Ron Barnes with Coast Electric Power Association was named one of the Top Community Leaders and said of Blessey, “I think his vision was great for the Gulf Coast.”
Barnes especially liked Blessey’s plan for U.S. 90.
“Make Highway 90 a true parkway,” Blessey suggested, by purchasing unused properties and creating either parks or mixed-use projects for jobs and housing that uses traditional architecture.
The changes he has in mind are sweeping, from broadcasting every government meeting live on the Internet to having neighborhood grocery stores that residents can walk to. Most important, he said, is education.
“All else depends on it,” said Blessey. “Education is the oxygen of a thriving, happy, sustainable community.”
His list of reforms starts with demanding that schools achieve graduation rates of 95 percent.
“A 30-35 percent dropout rate is unacceptable,” he said. “If a football coach never won more than 65 percent, never had a championship, the system would not stand for it.”
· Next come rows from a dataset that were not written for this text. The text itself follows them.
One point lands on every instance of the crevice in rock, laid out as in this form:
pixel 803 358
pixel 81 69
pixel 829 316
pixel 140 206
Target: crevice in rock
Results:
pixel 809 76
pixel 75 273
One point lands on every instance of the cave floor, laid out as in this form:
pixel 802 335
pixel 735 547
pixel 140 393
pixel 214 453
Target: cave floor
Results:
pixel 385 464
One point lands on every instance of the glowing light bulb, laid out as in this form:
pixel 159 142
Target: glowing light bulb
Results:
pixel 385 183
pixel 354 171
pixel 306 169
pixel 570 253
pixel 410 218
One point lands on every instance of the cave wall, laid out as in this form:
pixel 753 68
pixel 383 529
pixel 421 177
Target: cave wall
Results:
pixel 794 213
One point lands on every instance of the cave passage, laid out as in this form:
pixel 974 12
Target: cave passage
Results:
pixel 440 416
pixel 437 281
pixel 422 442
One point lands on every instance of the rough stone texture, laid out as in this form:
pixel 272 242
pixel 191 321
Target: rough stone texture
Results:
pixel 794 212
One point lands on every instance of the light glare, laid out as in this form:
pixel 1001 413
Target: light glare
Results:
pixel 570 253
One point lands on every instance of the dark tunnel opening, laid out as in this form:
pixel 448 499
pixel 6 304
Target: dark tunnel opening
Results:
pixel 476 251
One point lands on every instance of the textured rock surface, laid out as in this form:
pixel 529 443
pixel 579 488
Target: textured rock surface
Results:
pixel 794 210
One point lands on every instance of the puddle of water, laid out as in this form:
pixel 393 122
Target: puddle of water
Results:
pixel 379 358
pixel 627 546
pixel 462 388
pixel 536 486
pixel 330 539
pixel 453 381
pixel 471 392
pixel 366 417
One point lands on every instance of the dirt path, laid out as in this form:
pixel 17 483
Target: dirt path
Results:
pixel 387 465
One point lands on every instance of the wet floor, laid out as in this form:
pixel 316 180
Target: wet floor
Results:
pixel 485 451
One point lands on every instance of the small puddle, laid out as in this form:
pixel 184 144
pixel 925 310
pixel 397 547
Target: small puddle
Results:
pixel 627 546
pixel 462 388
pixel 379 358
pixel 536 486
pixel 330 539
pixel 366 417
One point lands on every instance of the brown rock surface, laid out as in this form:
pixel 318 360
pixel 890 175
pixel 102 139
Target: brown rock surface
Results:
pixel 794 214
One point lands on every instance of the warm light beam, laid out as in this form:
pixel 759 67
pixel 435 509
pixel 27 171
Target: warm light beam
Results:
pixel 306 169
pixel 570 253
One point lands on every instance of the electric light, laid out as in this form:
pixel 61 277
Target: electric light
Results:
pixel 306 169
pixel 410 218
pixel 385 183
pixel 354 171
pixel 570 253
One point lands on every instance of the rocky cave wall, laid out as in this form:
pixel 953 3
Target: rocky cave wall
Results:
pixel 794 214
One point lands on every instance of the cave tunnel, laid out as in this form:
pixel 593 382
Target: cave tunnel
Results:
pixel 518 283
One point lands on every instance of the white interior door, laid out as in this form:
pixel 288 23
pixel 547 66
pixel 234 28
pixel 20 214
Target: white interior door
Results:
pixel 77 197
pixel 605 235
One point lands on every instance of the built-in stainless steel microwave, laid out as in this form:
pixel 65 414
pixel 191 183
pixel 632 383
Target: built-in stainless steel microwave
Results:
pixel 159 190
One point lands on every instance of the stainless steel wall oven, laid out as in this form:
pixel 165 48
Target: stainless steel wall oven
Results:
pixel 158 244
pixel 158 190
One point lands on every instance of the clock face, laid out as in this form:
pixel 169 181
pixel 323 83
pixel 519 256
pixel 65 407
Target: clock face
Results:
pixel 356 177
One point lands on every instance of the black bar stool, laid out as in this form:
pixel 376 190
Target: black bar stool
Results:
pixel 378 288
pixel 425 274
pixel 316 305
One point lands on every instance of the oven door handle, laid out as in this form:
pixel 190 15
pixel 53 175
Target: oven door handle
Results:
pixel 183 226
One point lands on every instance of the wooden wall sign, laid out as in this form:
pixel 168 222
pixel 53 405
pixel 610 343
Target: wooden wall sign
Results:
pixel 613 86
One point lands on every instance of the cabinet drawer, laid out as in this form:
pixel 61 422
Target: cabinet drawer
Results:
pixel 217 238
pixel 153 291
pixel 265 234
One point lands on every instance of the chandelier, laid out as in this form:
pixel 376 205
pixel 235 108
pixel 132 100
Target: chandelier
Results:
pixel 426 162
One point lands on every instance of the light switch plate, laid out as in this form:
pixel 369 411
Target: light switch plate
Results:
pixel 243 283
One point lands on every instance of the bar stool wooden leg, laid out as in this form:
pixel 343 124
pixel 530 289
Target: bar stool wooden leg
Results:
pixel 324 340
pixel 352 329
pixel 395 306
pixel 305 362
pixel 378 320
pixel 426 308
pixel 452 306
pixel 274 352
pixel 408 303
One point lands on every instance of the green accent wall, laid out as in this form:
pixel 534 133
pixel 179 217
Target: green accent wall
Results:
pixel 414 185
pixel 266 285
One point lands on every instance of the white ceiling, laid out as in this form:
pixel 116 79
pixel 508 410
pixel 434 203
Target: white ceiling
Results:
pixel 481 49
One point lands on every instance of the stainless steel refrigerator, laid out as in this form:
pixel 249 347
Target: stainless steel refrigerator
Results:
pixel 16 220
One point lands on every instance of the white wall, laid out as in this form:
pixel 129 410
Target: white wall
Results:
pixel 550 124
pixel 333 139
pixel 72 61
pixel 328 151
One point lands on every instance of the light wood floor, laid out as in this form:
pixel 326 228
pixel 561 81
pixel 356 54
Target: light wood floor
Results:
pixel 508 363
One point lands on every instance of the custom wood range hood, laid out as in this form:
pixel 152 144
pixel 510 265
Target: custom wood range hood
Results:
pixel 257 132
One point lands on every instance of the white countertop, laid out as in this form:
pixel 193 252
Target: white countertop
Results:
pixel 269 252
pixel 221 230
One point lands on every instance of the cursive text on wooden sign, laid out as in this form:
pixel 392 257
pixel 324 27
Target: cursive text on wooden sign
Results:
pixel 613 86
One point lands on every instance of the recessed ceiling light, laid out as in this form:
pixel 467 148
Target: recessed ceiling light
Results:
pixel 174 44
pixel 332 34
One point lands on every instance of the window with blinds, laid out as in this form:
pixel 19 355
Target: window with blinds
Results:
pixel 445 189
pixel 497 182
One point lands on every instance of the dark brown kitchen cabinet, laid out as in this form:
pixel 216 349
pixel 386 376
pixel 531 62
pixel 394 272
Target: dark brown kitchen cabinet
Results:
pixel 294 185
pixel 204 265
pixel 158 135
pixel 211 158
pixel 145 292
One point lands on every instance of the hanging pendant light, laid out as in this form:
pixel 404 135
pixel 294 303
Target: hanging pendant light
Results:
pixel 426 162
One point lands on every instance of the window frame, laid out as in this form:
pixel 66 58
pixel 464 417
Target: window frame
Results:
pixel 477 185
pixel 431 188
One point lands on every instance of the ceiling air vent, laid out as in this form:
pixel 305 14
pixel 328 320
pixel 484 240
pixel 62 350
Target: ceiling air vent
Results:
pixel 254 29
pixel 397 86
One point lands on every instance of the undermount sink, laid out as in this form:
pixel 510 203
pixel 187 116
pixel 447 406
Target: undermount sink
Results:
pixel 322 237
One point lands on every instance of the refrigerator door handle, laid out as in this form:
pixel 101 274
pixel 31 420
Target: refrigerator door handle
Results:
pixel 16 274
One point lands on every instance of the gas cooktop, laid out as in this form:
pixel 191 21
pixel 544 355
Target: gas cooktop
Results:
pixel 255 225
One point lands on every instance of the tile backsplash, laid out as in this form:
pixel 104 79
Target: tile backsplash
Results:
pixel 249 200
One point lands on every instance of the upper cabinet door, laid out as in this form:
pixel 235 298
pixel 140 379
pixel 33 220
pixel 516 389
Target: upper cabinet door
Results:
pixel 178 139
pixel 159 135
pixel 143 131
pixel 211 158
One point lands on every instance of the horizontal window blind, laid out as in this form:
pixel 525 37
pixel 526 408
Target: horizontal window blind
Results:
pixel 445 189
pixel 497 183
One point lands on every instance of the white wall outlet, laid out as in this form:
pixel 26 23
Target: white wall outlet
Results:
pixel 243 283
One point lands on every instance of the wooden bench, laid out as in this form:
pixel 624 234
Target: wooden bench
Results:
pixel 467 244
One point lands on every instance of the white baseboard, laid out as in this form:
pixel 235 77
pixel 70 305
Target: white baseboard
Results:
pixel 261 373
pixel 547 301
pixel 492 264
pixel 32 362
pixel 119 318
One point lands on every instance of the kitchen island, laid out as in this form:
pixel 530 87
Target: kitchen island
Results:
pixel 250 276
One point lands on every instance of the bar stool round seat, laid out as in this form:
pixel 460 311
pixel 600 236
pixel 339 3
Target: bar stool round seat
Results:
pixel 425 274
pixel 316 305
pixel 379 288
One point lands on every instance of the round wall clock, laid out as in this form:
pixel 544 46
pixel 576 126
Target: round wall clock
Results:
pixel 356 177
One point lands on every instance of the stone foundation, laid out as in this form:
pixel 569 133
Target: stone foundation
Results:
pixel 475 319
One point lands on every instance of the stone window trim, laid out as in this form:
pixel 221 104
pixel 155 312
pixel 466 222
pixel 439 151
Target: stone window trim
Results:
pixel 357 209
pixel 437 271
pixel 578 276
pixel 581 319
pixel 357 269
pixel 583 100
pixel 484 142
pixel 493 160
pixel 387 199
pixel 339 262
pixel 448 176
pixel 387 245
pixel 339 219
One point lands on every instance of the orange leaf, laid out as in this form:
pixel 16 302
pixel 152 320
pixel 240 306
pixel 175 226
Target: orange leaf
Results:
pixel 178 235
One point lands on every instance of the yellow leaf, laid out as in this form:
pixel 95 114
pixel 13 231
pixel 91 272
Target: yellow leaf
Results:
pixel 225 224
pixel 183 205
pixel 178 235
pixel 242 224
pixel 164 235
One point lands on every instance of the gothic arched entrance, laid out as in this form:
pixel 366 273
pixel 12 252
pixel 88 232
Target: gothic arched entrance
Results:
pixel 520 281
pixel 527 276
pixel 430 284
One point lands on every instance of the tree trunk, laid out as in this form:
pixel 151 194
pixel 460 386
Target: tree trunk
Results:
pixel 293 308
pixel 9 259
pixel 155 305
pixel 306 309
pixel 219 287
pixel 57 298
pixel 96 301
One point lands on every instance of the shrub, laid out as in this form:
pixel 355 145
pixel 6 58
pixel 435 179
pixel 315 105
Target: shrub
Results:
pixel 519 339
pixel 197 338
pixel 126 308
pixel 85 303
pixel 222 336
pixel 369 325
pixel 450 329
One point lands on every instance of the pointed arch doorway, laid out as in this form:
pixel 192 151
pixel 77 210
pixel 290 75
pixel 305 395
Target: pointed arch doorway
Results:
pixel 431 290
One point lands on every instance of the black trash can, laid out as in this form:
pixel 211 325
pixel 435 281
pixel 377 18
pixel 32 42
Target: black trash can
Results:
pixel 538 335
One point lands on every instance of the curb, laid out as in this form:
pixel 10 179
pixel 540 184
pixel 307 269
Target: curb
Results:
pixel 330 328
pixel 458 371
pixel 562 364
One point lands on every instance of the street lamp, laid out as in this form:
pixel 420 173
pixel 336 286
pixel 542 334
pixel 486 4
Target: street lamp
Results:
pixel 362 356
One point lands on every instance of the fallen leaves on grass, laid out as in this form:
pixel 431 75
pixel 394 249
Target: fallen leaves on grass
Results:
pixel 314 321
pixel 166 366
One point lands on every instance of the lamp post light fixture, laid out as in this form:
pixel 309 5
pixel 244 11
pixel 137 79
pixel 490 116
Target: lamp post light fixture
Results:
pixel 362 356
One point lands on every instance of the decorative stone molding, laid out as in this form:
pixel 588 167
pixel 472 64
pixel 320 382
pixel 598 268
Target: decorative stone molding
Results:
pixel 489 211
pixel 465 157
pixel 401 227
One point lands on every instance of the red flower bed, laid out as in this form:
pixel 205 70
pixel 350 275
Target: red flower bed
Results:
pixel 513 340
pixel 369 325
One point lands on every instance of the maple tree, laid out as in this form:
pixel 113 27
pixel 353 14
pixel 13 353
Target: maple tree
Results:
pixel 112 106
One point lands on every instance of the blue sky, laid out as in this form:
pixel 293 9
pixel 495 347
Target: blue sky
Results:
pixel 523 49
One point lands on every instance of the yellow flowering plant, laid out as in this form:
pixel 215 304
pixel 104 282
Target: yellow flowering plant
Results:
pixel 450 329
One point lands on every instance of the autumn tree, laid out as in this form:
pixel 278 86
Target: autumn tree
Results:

He also wants to see charter schools that require excellence in math, science
and reading, along with charter schools that teach technical skills in shipbuilding,
health services and the hospitality industry for students not college-bound.
Blessey offered several steps to preserve and renew the local culture, “the
thing that makes us who we are and what we are.”
He said the Coast leaders know what that is, and he suggested public waterfront facilities not just on the beaches, but on the bays and bayous for fishing and sailing.
He also suggested:
“Have a long string of pearls of these kind of places,” he said, and stretch them along the Coast from Pascagoula to Bay St. Louis.
One of the Top 10 Business Leaders Under 40, Jessica Crosby with Wetland Solutions in Gulfport, said she was proud of Blessey for taking the platform he did.
“I think he said a lot of things the people in that room needed to hear.”
She said she hopes the leaders take action, especially on education.
“We need to get some people fired up,” she said.